Linear vs Non-Linear Classification

Two subsets are said to be linearly separable if there exists a hyperplane that separates the elements of each set in a way that all elements of one set resides on the opposite side of the hyperplane from the other set. In 2D plotting, we can depict this through a separation line, and in 3D plotting through a hyperplane.

By definition Linear Separability is defined:

Two sets $H = { H^1,\cdots,H^h } \subseteq \mathbb{R}^d$ and $M = { M^1,\cdots,M^m } \subseteq \mathbb{R}^d$ are said to be linearly separable if $\exists a \in \mathbb{R}^n$, $b \in \mathbb{R} : H \subseteq { x \in \mathbb{R}^n : a^T x > b }$ and $M \subseteq { x \in \mathbb{R}^n : a^Tx \leq b }$ 1

In simple words, the expression above states that H and M are linearly separable if there exists a hyperplane that completely separates the elements of [latex]H [/latex] and elements of $M$.

Image source from Sebastian Raschka 1

In the figure above, (A) shows a linear classification problem and (B) shows a non-linear classification problem. In (A) our decision boundary is a linear one that completely separates the blue dots from the green dots. In this scenario several linear classifiers can be implemented.

In (B) our decision boundary is non-linear and we would be using non-linear kernel functions and other non-linear classification algorithms and techniques.

Generally speaking, in Machine Learning and before running any type of classifier, it is important to understand the data we are dealing with to determine which algorithm to start with, and which parameters we need to adjust that are suitable for the task.
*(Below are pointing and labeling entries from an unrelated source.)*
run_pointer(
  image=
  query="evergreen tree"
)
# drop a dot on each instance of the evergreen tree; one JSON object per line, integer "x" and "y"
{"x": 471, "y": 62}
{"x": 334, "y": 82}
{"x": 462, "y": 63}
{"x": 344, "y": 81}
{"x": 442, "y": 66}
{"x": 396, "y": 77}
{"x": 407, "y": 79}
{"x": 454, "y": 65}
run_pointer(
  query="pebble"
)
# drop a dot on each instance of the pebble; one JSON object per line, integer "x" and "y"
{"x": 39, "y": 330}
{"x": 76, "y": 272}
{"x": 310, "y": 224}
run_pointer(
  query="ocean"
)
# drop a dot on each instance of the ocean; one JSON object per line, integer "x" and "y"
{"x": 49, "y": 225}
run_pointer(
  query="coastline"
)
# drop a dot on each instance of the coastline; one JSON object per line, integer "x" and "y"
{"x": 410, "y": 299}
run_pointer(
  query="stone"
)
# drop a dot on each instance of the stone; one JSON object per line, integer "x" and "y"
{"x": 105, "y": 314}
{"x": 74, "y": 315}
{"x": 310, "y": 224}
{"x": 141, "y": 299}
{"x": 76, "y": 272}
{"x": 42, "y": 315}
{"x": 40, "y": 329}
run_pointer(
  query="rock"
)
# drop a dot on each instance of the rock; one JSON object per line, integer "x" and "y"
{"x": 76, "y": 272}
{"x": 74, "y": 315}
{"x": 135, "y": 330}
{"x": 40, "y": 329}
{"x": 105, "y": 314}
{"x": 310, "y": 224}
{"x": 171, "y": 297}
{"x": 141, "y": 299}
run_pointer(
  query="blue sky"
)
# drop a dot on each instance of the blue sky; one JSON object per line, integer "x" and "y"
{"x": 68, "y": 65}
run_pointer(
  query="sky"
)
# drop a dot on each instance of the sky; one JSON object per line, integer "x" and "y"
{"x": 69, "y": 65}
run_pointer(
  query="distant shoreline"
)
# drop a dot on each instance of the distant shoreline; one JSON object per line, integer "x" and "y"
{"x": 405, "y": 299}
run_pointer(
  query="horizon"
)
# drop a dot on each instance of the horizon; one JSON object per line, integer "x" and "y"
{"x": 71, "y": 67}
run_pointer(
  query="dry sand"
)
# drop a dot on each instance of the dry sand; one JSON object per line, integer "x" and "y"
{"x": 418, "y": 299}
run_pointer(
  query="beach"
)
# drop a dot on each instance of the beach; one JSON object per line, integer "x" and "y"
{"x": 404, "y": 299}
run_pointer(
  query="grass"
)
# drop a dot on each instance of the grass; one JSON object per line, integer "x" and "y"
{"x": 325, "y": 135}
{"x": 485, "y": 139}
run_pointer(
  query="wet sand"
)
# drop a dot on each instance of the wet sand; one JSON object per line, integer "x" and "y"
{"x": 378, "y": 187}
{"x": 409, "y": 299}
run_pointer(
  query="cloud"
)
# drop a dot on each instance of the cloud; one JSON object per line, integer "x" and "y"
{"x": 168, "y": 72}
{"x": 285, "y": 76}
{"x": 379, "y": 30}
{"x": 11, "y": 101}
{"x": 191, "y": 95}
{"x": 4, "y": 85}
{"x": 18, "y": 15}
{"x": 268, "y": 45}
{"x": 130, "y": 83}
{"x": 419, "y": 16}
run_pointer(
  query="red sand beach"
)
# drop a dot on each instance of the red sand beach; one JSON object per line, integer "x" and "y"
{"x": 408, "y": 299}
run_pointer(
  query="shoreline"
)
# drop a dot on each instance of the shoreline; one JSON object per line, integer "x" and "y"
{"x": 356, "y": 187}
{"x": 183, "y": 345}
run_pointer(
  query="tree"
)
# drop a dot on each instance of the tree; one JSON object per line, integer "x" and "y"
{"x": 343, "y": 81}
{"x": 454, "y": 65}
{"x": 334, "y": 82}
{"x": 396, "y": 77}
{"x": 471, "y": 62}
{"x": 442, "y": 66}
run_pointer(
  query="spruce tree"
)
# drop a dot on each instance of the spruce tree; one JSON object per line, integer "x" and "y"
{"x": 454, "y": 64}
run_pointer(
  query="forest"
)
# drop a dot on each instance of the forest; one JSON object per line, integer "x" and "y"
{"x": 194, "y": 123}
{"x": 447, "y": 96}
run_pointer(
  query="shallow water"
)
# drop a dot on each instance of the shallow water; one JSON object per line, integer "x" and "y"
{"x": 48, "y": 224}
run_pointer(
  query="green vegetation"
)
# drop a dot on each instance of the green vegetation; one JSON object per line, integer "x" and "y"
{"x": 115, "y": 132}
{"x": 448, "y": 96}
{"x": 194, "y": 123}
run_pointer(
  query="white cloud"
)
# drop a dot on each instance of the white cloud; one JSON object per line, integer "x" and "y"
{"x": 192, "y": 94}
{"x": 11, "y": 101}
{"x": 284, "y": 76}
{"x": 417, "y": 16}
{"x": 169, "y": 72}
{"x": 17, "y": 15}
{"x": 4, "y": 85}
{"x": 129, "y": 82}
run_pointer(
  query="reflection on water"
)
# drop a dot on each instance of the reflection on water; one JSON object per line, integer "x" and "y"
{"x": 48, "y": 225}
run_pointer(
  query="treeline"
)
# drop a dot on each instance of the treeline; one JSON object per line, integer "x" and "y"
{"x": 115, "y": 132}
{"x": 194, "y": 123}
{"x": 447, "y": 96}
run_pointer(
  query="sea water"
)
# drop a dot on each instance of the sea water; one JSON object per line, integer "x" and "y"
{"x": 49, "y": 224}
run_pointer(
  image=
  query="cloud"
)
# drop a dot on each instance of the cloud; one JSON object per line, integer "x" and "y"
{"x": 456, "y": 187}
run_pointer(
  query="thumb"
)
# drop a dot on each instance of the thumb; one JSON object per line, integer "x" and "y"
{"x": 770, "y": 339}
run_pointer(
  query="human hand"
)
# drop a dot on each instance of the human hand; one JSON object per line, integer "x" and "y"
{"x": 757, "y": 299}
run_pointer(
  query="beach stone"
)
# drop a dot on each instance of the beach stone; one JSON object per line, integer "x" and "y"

This brings us to the topic of linear separability and understanding if our problem is linear or non-linear.

As states above, there are several classification algorithms that are designed to separate the data by constructing a linear decision boundary (hyperplane) to divide the classes and with that comes the assumption: that the data is linearly separable. Now, in real world scenarios things are not that easy and data in many cases may not be linearly separable and thus non-linear techniques are applied. Without digging too deep, the decision of linear vs non-linear techniques is a decision the data scientist need to make based on what they know in terms of the end goal, what they are willing to accept in terms of error, the balance between model complexity and generalization, bias-variance tradeoff ..etc.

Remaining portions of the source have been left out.